Mythmakers’ claims about superior health care and education have been shot full of holes. Hospitals are run-down, unsanitary, and lacking basic medical supplies, linens and food. Many countries in the region have made far greater strides in literacy in the past half-century than Cuba, and they did it without putting their people in chains.
There is no way to sugarcoat the horror. Notwithstanding President Obama’s effort to give Raúl an image makeover during a U.S. presidential visit to the island in 2016, the brutality persists. By some measures it has grown worse as Fidel’s 86-year-old little brother prepares to step aside from the presidency on April 19. He is widely expected to hand the official title to Miguel Díaz-Canel, though Raúl will still head the Communist Party.
The passing of the nightstick will be risky for the police state. As Cuban-born writer Carlos Alberto Montaner, president of the Miami-based Interamerican Institute for Democracy, observed last week in a website post, Cuban material privation—from food to drinking water to housing, clothing and transportation—is dire.
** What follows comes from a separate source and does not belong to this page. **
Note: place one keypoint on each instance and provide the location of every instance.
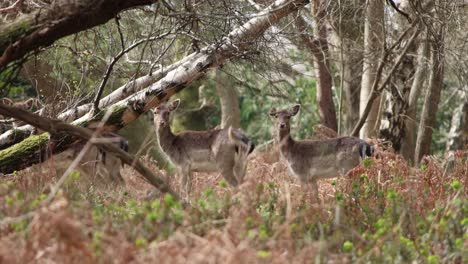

But there is also “the constant fear, the absence of rights and the unpleasant need to lie, a need all Cubans have in order to survive in a totalitarian society.” The raw failure of the system, Mr. Montaner wrote, implies something has to change as the Castro boys fade to black.
The dictatorship’s elite understand this, which is why they are doubling down on the repression. The Center for a Free Cuba reports that more than 5,100 dissidents were arrested in 2017. Eduardo Cardet Concepción, a medical doctor and leader of the Christian Liberation Movement, has been in prison since November 2016. He is accused of failing to respect “the comandante.” Amnesty International has named him a prisoner of conscience. In December he was beaten and stabbed by other prisoners.
Members of the dissident group Ladies in White are thrashed in the streets, dragged on the pavement and often detained when they try to attend Sunday Mass. In March the group’s leader, Berta Soler, was denied permission to leave the country. Havana has blocked human-rights advocates from traveling to Lima.

The State Department could have objected to Castro’s attendance and made other members explain their support. Instead Foggy Bottom has signaled complicity through silence. Many are hoping that President Trump will speak out, with the added benefit that he can deliver the message to Raúl personally.